# Process of Divorce??



## skippyizz (Sep 5, 2010)

I am currently separated from my husband, I have made the decision that it Divorce is the best thing for me. I know some people have been through this or are going through this. I have read a few books to help me about abuse especially emotional. I however am a bit confused about the process of divorce. I know I need to file and I believe in the state of Massachusetts but I have no idea what it entails or how to go through it without the assistance of a lawyer right now. I don't have the money to be able to hire a lawyer right now and really want to get the process moving forward. Any recommendations are greatly appreciated.

Thank you


----------



## Shelly29 (Oct 9, 2010)

I'm and going through a Mediator as we are not really fighting for anything.... I heard its a bit less stressful and less expensive too. But I'm just beginning too!


----------



## skippyizz (Sep 5, 2010)

Thanks Shelly, it's been almost 4 months since I had to have my mom and sister help me leave my husband and we haven't talked once. I'm so afraid of talking to him, he was emotionally abusive. He won't accept that I'm not coming back, no matter how many times I've told him through emails, letters and text messsages. I might look into a mediator, I've been looking at councelors but he only took that as me being willing to work on things and it's more than I can handle I wish there was a crying one because that would fit better there. I just want to start the process and let myself heal so I can move on with my life and get on to better things.


----------



## Shelly29 (Oct 9, 2010)

Are you seeing a counselor yourself, to help clear your mind and help you out emotionally...it might help get all the crazy emotions out and have a clear head when it comes time to settle everything.


----------



## skippyizz (Sep 5, 2010)

Yes Shelly, I am seeing a counselor myself. I started seeing one the same month I escaped. I have gotten a lot stronger, but I still can't shake this feeling of being afraid of him. My counselor is urging me to have us both see a couples counselor to work through some things, but I think I need to change to another counselor because her expectations and mine are not the same and I feel a little like she is working against me on some of it.


----------



## LVS (Apr 5, 2010)

skippyizz i live in Ca and i went through similar situation i saw legal free advisor through YMCA She took care of all the papers and i had the divorce fees waived because of my low income
hope this link can lead you to a place close to you

http://www.google.com/search?rlz=1C...m=1&sqi=2&ved=0CCgQtQMwAA&fp=6e8733203d1b4e27

As for the counseling thing, I don't know the whole situation but IMO if your H is abuser whether verbally emotionally or physically he needs to see individual counselor and work on his own issues first then you might be able to try to give him another chance and go together to a couples counselor.

Good luck


----------



## skippyizz (Sep 5, 2010)

LVS- Thank you, that had some interesting links in it. The whole situation is hard to handle let alone worrying about financing the divorce. 

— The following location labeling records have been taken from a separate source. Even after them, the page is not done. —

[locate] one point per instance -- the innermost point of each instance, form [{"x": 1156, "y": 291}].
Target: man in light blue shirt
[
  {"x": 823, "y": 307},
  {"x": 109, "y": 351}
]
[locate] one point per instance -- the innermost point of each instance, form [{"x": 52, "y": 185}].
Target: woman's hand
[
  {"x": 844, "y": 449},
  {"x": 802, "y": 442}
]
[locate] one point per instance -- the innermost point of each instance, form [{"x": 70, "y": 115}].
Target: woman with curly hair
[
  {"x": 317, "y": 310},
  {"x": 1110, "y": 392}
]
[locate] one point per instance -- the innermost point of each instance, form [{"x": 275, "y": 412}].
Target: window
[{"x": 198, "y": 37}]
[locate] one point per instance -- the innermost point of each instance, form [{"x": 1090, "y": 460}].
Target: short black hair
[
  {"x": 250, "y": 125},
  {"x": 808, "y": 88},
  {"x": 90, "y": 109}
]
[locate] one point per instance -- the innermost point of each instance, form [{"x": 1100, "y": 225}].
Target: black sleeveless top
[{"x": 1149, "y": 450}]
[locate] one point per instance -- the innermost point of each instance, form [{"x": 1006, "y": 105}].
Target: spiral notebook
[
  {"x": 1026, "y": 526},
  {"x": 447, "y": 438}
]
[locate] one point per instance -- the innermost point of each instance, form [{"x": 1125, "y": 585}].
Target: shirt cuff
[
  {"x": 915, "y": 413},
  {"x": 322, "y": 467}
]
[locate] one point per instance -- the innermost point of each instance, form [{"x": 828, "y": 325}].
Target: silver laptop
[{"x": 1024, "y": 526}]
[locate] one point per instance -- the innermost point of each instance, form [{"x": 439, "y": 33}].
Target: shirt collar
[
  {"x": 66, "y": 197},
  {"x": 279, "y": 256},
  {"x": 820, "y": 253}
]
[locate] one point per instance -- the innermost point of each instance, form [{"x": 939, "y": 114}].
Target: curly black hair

He supposidly is seeing a counselor himself, however I don't see any kind of effort being put forth by him. After being gone for almost 4 months we still haven't talked in person or on the phone only via text messages and emails. It's such an emotional situation to begin with, let alone having others throwing it off track.

Sorry about my rant lol. Thank you very much!


----------



## LVS (Apr 5, 2010)

I read your other posts and kind of i understand better your situation 
Your financial worries are because you still don't know what to do or where to go you can start with the free legal advice you may get spousal support they will tell you what you can do
Maybe you will feel better if you get a full time job...

You can also join united way they can also give you the support you need

Good you are seeing individual counselor too this is going to help you if you don't feel comfortable with the one you are seeing you can see another one but don't stop counseling you need it for your well being and self confidence.....


----------